Arbitrary/unknown amino acids (usually due to an unknown modification) can be
specified using tags preceded by X: “X[weight]”. This indicates a new amino
acid (“X”) with the specified weight, e.g. "RX[148.5]T"
. Note that this tag
does not alter the amino acids to the left (R) or right (T). Rather, X
represents an amino acid on its own. Be careful when converting such AASequence
objects to an EmpiricalFormula using getFormula()
, as tags will not be
considered in this case (there exists no formula for them). However, they have
an influence on getMonoWeight()
and getAverageWeight()
!
Proteins¶
Protein sequences can be accessed through the FASTAEntry
object and can be
read and stored on disk using a FASTAFile
:
from pyopenms import *
bsa = FASTAEntry()
bsa.sequence = "MKWVTFISLLLLFSSAYSRGVFRRDTHKSEIAHRFKDLGE"
bsa.description = "BSA Bovine Albumin (partial sequence)"
bsa.identifier = "BSA"
alb = FASTAEntry()
alb.sequence = "MKWVTFISLLFLFSSAYSRGVFRRDAHKSEVAHRFKDLGE"
alb.description = "ALB Human Albumin (partial sequence)"
alb.identifier = "ALB"
entries = [bsa, alb]
f = pyopenms.FASTAFile()
f.store("example.fasta", entries)
Afterwards, the protein sequences can be read again using:
from pyopenms import *
entries = []
f = FASTAFile()
f.load("example.fasta", entries)
print( len(entries) )
for e in entries:
print (e.identifier, e.sequence)
TheoreticalSpectrumGenerator¶
This class implements a simple generator which generates tandem MS spectra from a given peptide charge combination. There are various options which influence the occurring ions and their intensities.
from pyopenms import *
tsg = TheoreticalSpectrumGenerator()
spec1 = MSSpectrum()
spec2 = MSSpectrum()
peptide = AASequence.fromString("DFPIANGER", True)
# standard behavior is adding b- and y-ions of charge 1
p = Param()
p.setValue("add_b_ions", "false", "Add peaks of b-ions to the spectrum")
tsg.setParameters(p)
tsg.getSpectrum(spec1, peptide, 1, 1)
p.setValue("add_b_ions", "true", "Add peaks of a-ions to the spectrum")
p.setValue("add_metainfo", "true", "")
tsg.setParameters(p)
tsg.getSpectrum(spec2, peptide, 1, 2)
print("Spectrum 1 has", spec1.size(), "peaks.")
print("Spectrum 2 has", spec2.size(), "peaks.")

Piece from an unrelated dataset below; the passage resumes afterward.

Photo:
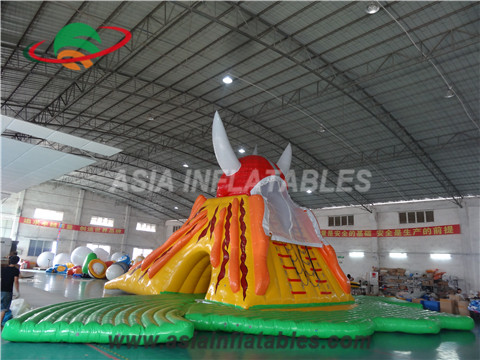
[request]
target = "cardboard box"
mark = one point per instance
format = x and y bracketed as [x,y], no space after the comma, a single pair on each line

# Iterate over annotated ions and their masses
for ion, peak in zip(spec2.getStringDataArrays()[0], spec2):
print(ion, peak.getMZ())
which outputs:
Spectrum 1 has 8 peaks.
Spectrum 2 has 30 peaks.
y1++ 88.0631146901
b2++ 132.05495569
y2++ 152.584411802
y1+ 175.118952913
[...]
The example shows how to put peaks of a certain type, y-ions in this case, into
a spectrum. Spectrum 2 is filled with a complete spectrum of all peaks (a-, b-,
y-ions and losses). The TheoreticalSpectrumGenerator
has many parameters
which have a detailed description located in the class documentation. For the
first spectrum, no b ions are added. Note how the add_metainfo
parameter
in the second example populates the StringDataArray
of the output
spectrum, allowing us to iterate over annotated ions and their masses.